As we waited with the engine idling, Ofelia, one of the Ecuadorian staff, pointed out the window upwards and said, “Es el Cruz del Sur.” (It’s the Southern Cross) and then, for some reason, in broken English, “You…believe…in…God?”
I responded in Spanish, “Sí, soy cristiano.” And I looked up.
That was my first impression of Ecuador, mellow and meaningful, and it got more intense. We left on a wild ride on the Pan-American Highway along the Andes, thrashing back and forth on winding roads, not sleeping (and it didn’t help that Gina, an Ecuadorian woman, wanted to watch “una película de acción!” Action films on a VCR while thrashing through the mountains. Wild.
Daylight broke as we approached Cuenca and we stopped at a roadside truck stop for breakfast at outside tables, shoulder-to-shoulder with locals and drivers. Best breakfast I ever had, fried corvina (sea bass), rice and plátanos (fried plantains, something like banana).
We blew a tire somewhere north of Loja and that delayed us, making our travel time a total of 14 hours (normally about 12) for a distance of about 250 miles as the condor flies. The rest of the team flew in about 40 minutes the next day, but the bus ride made a greater first impression and I’ve always felt sorry for the others (the others, having ridden on buses in Ecuador, appreciate my sorrow but would take the plane).

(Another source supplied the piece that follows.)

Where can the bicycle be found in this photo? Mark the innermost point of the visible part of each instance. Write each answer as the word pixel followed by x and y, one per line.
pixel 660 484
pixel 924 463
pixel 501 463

Besides the Southern Cross, other notable constellations along the Equator include Orion (who oversees both northern and southern hemispheres), rising straight up and standing straight overhead; and Ursa Major and Ursa Minor (Big Dipper and Little Dipper) but they are low in the sky when above the horizon at all (remember that they swing around the North Star, which is at or below the horizon in Ecuador). The Big Dipper, when it’s in the sky at all, can’t hold water because it’s upside-down or half-showing and on its side, rising or setting like a porpoise jumping over the pole star. The Little Dipper, with the North Star on the end of its handle, swings around looking like a kite.
I’ll leave you with Crosby, Stills & Nash in this live performance of their 1982 song “Southern Cross” which has absolutely nothing to do with South America and more to do with Stephen Stills getting on a boat and sailing away to the South Pacific to forget a woman. But it’s catchy.
When you see the Southern Cross for the first time
You understand now why you came this way
‘Cause the truth you might be runnin’ from is so small
But it’s as big as the promise, the promise of a comin’ day.”